In the chapter on pesticides it is possible to visualize the scenario, the risk situations in the main crops in Brazil, as well as the authors’ concern about the underreporting of cases and the percentage of complete data (completeness) in Notification Disease Information System.
The following chapter turns to the consequences of a dam on the lives of the families and their challenges in their struggle for health, especially after the dam’s implementation, a moment when they are usually forgotten. The penultimate chapter emphasizes the difficulties of asserting the identity of mangrove peoples in the midst of conflicts with the hydro-business, making us wonder how many other water communities face similar problems and conflicts involving natural resources.
The book ends with reports and reflections based on the leadership training project for participatory management, a message that is present throughout the book. It highlights some movements and their importance in the formative processes and opening of spaces in participatory management, enabling the exchange of experiences and knowledges between communities, their interaction and the strengthening of resistance in order to defend the state of democracy, the right to health, the legal right to the territory, and to the sustainable development of the field, the forest and the waters.
In our view, part of this book’s appeal is the possibility of transposing us into these communities through reading the stories, the experience exchanges, the poems and images, allowing readers from various segments to propose future research and/or analysis of the health situation focusing on the subject, in this case the populations of the field, the forest and the waters of our country. The book also presents potential to contribute to discussions in the field of collective health that adequately include the specificities of this social group, due to the richness of information and meanings presented in its chapters.
We recommend this book as a complementary reading for students in the humanities, health and environmental sciences, and compulsory reading in subjects that involve the themes of health, environment, territory and public policies, because it encourages the discussion of the relationships between these themes and provides a holistic perspective on the vulnerability of these communities.
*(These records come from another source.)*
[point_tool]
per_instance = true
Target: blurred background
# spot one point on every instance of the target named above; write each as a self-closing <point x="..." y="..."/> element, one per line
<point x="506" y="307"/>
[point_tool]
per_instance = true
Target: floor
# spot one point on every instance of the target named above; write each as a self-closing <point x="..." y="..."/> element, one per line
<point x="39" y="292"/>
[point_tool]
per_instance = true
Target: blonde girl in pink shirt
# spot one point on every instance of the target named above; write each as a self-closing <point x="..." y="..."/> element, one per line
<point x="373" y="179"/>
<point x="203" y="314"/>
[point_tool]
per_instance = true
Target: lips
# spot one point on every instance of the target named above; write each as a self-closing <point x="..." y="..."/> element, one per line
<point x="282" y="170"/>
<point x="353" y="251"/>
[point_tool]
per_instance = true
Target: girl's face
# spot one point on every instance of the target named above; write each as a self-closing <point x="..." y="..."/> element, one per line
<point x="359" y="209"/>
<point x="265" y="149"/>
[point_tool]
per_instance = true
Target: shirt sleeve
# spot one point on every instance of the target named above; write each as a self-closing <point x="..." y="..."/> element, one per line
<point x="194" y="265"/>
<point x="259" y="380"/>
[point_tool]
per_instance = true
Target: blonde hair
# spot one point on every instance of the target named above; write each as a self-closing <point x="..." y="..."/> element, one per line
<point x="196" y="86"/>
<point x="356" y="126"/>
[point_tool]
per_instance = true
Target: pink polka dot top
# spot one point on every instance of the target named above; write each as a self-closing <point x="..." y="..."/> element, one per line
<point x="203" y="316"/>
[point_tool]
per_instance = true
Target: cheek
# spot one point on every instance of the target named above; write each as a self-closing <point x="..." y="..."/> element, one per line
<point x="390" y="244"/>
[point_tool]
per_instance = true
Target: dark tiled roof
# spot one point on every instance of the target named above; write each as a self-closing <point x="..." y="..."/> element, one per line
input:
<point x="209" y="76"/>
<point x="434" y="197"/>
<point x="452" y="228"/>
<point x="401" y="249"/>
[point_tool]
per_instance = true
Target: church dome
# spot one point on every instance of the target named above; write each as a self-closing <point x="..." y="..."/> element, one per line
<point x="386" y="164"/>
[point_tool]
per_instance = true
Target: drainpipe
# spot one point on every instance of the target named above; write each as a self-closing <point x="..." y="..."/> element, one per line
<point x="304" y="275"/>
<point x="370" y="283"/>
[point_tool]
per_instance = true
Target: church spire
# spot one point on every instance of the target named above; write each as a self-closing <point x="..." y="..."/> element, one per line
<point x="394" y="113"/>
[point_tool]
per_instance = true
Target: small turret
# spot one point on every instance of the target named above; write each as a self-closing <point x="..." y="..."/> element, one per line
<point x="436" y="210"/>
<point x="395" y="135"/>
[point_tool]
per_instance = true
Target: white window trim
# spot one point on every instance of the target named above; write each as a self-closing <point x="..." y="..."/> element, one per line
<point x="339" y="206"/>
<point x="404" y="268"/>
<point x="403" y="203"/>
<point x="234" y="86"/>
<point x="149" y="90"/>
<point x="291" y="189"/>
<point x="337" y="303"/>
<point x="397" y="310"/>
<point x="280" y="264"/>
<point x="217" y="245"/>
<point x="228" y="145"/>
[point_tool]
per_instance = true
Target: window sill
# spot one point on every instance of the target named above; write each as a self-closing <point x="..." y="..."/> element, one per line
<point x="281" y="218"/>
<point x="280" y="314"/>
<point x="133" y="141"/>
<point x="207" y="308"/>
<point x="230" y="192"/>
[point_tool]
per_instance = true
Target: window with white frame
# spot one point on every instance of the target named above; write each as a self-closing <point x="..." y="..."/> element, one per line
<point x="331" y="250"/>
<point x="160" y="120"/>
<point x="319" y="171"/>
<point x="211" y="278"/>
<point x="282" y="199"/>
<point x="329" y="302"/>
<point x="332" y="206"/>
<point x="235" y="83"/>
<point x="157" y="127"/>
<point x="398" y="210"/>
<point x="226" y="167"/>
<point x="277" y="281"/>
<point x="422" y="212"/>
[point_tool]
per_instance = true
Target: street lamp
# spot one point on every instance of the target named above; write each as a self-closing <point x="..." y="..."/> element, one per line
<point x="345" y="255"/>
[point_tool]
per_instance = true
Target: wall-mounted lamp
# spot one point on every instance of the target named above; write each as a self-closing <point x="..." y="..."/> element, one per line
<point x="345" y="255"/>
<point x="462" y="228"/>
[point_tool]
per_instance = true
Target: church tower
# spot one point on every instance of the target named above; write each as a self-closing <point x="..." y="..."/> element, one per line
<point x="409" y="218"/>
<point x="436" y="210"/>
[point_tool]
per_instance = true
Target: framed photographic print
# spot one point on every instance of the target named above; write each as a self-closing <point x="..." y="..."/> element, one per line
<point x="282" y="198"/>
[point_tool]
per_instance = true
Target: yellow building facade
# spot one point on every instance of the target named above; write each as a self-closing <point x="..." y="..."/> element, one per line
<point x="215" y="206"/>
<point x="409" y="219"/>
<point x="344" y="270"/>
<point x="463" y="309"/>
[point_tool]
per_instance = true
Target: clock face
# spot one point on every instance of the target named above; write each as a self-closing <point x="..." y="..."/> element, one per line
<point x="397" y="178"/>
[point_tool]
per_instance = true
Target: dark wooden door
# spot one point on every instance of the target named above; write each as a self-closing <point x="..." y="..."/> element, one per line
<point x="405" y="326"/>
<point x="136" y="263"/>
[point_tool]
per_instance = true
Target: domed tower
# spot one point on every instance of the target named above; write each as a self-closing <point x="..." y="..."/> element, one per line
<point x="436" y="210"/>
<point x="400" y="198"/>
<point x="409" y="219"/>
We also consider it a mandatory bibliography in the training of environmental and social health managers, due to the impact of the information on the decision-making process when implementing actions and services that are in accordance with public policies.
1Carneiro FF, Krefta NM, Folgado CAR. A práxis da Ecologia de Saberes: entrevista de Boaventura de Souza Santos. Tempus Actas Saúde Colet 2014; 8(2):331-338.
2Boaventura SS. Para além do Pensamento Abissal: Das linhas globais a uma ecologia de saberes. Rev Crítica Cien Soc 2007; 78:3-46.
3Brasil. Ministério da Saúde (MS). Portaria de consolidação nº 2, de 28 de setembro de 2017. Consolidação das normas sobre as políticas nacionais de saúde do Sistema Único de Saúde. Diário Oficial da União; 2017.
4Santos S, Comes Y, Pereira LL, Costa AM, Merchan-Hamann E, Santos LMP. Evaluation of the More Doctors Program: experience report. Saúde Debate 2019; 43(120):256-268.